Physical activity and diet also play a role in the development of AMD. In a study published in April 2011, researchers report that the combination of three healthy behaviors (healthy diet, physical activity and not smoking) was associated with 71 percent lower odds for developing AMD. Eating a healthy diet alone resulted in a 46 percent decrease in the likelihood of developing early AMD. The subjects with the most physical activity had a 54 percent decreased likelihood of early AMD compared to the subjects least physically active.
Additionally, vigorous physical activity such as running significantly impacts AMD risk. A study published in January 2009 demonstrated that the relative risk for AMD decreased by 10 percent per km-per-day increment in running distance.
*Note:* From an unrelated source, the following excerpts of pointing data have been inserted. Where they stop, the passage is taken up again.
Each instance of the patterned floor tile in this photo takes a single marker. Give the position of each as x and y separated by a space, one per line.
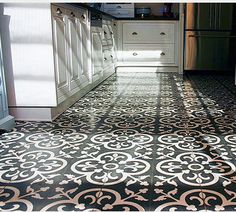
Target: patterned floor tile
139 142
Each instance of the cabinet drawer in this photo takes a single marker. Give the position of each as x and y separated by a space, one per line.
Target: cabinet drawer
148 32
160 53
121 13
118 6
108 57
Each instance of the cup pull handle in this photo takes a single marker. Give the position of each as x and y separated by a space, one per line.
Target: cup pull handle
83 16
59 12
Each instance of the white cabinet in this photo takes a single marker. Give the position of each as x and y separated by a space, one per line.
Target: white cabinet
48 58
162 53
97 53
77 49
148 32
71 54
60 49
119 10
149 43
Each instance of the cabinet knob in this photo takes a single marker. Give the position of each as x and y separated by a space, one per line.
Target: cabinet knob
83 16
59 12
162 54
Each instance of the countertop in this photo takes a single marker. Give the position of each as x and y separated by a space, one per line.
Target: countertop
91 9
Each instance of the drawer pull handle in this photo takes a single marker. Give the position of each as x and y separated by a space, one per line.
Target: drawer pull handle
83 17
59 12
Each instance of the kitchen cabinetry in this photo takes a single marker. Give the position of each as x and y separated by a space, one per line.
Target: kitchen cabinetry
6 121
97 54
149 43
70 33
49 58
103 51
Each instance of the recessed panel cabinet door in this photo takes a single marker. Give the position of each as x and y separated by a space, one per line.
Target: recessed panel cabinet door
78 50
97 55
85 46
59 34
75 53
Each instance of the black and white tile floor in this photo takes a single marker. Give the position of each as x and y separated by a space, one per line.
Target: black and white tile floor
138 142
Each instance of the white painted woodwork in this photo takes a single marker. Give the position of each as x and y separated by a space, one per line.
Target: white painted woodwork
148 32
61 56
97 54
26 31
159 53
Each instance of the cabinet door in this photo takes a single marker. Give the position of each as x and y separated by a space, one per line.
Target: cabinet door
97 54
84 38
59 35
75 52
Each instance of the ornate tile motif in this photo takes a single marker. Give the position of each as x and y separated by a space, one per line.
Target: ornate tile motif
138 142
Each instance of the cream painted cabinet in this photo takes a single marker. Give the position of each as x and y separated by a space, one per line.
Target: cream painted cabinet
60 49
78 54
71 42
97 54
149 43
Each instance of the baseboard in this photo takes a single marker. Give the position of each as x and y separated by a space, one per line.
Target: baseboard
7 123
148 69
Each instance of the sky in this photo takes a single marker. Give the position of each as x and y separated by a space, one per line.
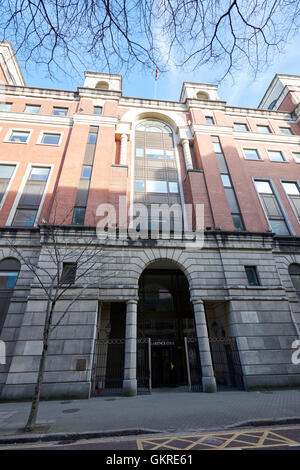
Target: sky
242 90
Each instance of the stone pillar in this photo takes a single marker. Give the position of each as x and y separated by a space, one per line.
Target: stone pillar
187 154
130 382
123 153
208 378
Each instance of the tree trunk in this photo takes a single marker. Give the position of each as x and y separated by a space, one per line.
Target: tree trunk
37 391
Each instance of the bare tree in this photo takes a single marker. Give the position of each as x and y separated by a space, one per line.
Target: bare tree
153 33
67 269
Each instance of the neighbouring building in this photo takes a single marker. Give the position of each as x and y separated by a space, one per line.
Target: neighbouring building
162 312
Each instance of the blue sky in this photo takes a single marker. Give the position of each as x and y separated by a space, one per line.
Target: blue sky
245 90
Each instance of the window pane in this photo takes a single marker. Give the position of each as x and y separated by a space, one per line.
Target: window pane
6 171
78 215
24 218
5 106
264 129
251 275
226 181
263 187
276 156
240 127
156 186
279 227
51 139
209 120
173 187
86 172
237 221
217 147
251 154
39 174
19 136
139 152
92 138
139 185
291 188
286 130
32 109
60 111
8 279
154 153
296 156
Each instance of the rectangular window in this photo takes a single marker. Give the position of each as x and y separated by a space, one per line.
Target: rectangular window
32 109
59 111
263 129
276 156
296 156
92 139
140 185
19 136
139 152
156 186
241 127
5 106
251 154
51 139
39 174
154 153
217 147
68 274
6 172
252 275
209 120
78 216
86 172
226 181
173 187
272 208
286 130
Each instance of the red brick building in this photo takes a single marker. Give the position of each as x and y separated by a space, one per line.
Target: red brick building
64 153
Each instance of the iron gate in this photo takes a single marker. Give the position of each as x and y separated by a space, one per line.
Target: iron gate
193 364
226 362
108 371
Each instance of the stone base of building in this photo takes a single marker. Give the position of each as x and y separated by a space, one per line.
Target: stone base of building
54 391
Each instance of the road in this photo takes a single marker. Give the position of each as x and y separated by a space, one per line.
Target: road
276 437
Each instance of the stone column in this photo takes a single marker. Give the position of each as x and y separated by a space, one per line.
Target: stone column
187 154
123 153
208 378
130 382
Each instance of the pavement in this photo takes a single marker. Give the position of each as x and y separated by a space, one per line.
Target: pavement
164 411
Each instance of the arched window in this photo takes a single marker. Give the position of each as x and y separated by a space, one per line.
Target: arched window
9 272
201 95
102 85
294 271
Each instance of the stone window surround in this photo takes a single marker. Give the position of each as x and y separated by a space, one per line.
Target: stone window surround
21 189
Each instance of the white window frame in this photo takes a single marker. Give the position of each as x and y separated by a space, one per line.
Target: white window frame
252 159
275 161
41 135
21 189
17 164
14 129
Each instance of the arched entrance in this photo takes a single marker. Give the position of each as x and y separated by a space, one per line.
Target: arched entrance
165 315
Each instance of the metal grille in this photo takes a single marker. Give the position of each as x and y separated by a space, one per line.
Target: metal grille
226 362
193 364
108 366
143 371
To ensure that your vision stays in top form, keep these tips in mind:
- Exercise at least five days a week for 30 minutes at a time.
- Reduce red meat consumption.
- Eat fruits and vegetables high in antioxidants, especially lutein and zeaxanthin.
- Eat wild, cold-water fish at least two days a week.
- Supplement with 2,000 IU of vitamin D3.
- Take an antioxidant-rich vision supplement.
- Wear sunglasses with UVA/UVB protection.